The green house is located in the courtyard where most of the plants take off. Although it hasn’t been as active in recent years, it’s really taken off this spring. 

“We are just trying to get the green house up and going so it’s been a bit of a personal project but I’ve been blessed with students who are interested in learning and helping out getting plants started. We’ve really been working out there this last term because it used to just be more of storage and dirty work,” Arnold said.

Providing for others is one of the main goals of the Ecology Club. Although it may start with a small seed, the results go a long way. 

“We plan on improving the space in the greenhouse so that we can grow more plants themselves so we want to produce food that we can potentially fundraise for but mostly encourage healthy habits. We can supply the Nest and teachers and students who are interested and just some sort of system where we can supply fresh greens and vegetables. Our goal is to just keep expanding.”

The club also recently put on a plant sale in the greenhouse for any students or teachers interested. Different vegetables and plants were sold to raise money for the cultural diversity club’s trip to Washington D.C. next year.

“Our recent plant sale actually went really well and I’m surprised by how many teachers came. There weren’t as many students just because it’s the end of the day and everyone is ready to go home but the adults still bought a lot of plants. We have redfields, Japanese tomatoes, and we also have cherry tomatoes. Those were the ones that sold out really quickly,” freshman Sydney Shaffer said.

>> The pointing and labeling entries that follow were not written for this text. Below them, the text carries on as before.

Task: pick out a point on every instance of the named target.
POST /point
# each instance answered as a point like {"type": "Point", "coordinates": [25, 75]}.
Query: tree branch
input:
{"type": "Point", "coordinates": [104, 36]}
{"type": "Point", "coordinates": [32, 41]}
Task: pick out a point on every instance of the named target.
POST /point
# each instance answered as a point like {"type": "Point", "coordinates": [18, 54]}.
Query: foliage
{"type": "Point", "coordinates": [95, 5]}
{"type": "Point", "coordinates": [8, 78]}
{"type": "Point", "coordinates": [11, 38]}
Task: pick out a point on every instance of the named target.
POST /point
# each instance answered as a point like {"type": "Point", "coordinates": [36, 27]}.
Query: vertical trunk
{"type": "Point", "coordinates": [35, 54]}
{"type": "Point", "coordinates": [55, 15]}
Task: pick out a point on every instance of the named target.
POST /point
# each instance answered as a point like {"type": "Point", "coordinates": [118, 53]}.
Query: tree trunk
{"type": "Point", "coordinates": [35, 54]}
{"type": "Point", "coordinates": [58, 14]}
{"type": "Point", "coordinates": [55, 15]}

Joining the club comes with not only the experience, but also a great start to a resume. The ecology club provides for others while also providing fascinating information about different types of plants.

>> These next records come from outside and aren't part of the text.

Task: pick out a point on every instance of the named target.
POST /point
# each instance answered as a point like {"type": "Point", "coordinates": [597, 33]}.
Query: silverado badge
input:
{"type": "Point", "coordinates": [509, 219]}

“I recommend students to join because it’s with such an amazing teacher, and everyone in the club is so inclusive and nice and so willing to start a conversation. Some benefits are really just learning how to grow and plant and learning the appropriate growing means for every different plant. It really has opened my eyes to not just plants, but that humans are like plants. We all need different means or resources to grow to our full potential,” Williams said.